What you can do for yourself
I understand that the above may feel overwhelming and well out of your individual control, but you are not powerless. Here are some starting points for your own anxiety antidotes:
1. Focus on changing yourself, not your child. Better yet, focus on changing how you relate to being a parent (e.g., question the concept of a “good parent”). This shift of focus includes tuning into your needs that are not being met. Do you have any alone time? Do you have any down time? Overwhelming stress primes the brain to flip on the fear and worry switches faster. If your nervous system is calmer, you have more wherewithal to resist the pull of fear messaging and more clearly see reality as less scary than advertised.
2. Curate your media. Do you follow parenting expert accounts because you liked something they said once, but now when their posts roll across your feed, it feels bad? Like somehow you’re failing or getting parenting wrong? Delete, delete, delete. And give more action (likes, comments, clicks, shares) to the ones that make you feel good. This puts you (more) in control of your algorithm and what vibes you’re absorbing that influence your state of mind and anxiety baseline.
3. Keep perspective. Children are pretty sturdy and I can tell you as a child psychologist who has studied and worked with children and child development in many contexts for decades now that you cannot underestimate the basic truth that a child feeling safe and loved goes a long way. No parenting hacks are needed. And your parenting actually only matters up to a point: a million other factors shape your child (genetics, friends, neighborhood community, school, media). This can be liberating if you let it.
These small steps targeting your behavior and mindset can dial down your personal anxiety even a little bit on a daily basis.

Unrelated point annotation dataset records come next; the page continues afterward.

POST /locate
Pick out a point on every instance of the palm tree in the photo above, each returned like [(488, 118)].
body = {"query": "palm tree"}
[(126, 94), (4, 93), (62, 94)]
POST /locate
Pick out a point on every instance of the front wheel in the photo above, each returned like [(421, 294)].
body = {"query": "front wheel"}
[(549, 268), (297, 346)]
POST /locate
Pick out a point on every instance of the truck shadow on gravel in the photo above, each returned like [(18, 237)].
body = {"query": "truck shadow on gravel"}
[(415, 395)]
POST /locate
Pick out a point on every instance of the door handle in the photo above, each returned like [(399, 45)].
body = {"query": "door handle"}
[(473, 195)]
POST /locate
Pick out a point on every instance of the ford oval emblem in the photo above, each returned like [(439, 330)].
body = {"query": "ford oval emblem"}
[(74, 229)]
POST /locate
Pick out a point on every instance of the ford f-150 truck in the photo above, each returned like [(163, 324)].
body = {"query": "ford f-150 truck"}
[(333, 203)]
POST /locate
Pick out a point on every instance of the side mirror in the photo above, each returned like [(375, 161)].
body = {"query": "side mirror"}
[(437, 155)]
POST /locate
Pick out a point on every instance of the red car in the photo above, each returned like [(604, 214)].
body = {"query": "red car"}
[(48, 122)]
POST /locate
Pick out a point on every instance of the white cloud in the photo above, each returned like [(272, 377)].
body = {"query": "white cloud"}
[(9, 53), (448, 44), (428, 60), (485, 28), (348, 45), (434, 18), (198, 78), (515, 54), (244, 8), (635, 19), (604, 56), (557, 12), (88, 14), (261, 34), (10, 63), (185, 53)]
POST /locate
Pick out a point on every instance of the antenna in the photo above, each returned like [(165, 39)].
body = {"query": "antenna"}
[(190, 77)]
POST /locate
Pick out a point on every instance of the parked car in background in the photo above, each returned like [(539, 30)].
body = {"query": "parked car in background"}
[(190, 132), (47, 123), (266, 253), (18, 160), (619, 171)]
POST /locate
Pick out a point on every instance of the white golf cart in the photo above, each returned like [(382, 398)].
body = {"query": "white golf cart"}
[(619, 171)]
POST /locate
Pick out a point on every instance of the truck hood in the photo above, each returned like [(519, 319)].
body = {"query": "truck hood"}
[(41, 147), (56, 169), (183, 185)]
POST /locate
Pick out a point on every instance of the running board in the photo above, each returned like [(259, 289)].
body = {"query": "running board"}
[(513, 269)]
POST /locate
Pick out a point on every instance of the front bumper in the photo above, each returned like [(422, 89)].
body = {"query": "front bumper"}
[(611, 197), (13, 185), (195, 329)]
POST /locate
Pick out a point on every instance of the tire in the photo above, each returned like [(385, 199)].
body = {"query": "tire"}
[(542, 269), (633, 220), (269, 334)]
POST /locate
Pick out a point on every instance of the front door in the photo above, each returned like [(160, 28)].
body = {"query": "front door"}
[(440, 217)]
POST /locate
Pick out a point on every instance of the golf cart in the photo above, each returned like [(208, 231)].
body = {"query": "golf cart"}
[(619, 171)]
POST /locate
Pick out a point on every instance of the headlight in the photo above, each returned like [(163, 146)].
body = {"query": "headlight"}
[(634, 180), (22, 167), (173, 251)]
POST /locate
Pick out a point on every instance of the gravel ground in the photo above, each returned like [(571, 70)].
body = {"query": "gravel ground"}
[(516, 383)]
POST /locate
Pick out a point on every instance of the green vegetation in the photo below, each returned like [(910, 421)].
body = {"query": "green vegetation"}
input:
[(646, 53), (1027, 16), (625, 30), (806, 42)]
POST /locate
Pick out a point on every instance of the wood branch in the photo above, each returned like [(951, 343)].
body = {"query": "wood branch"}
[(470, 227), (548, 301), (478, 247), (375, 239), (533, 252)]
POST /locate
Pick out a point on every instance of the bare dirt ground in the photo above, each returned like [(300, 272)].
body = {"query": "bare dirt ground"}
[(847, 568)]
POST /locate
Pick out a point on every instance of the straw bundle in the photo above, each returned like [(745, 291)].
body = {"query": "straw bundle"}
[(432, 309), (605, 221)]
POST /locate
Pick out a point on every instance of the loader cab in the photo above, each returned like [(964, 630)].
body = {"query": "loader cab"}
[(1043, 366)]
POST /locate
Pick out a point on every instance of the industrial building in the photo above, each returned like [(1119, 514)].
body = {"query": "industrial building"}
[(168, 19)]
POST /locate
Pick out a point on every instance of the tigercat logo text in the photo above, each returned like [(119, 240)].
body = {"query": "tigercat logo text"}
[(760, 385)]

This is by no means saying we should bear the burden as individuals to “be less anxious.” We are constantly swimming in the waters of fear and overblown threats to our children’s safety and well-being so we can’t do this alone. We need to give less airtime to fear-mongering and we need more collective and structural care for parents to more meaningfully improve our well-being, and by proxy, that of our children.
Some Good News
In an example of expanding focus from the negative to the positive, let’s end with good news: This same generation of parents susceptible to “anxious parenting” is also deeply committed to their children, to the parent-child relationship, and to doing the best for their children that they possibly can. This should be lauded and celebrated, while also channeled away from fear toward joy. If we let joy take the lead, we truly could transform an anxious generation.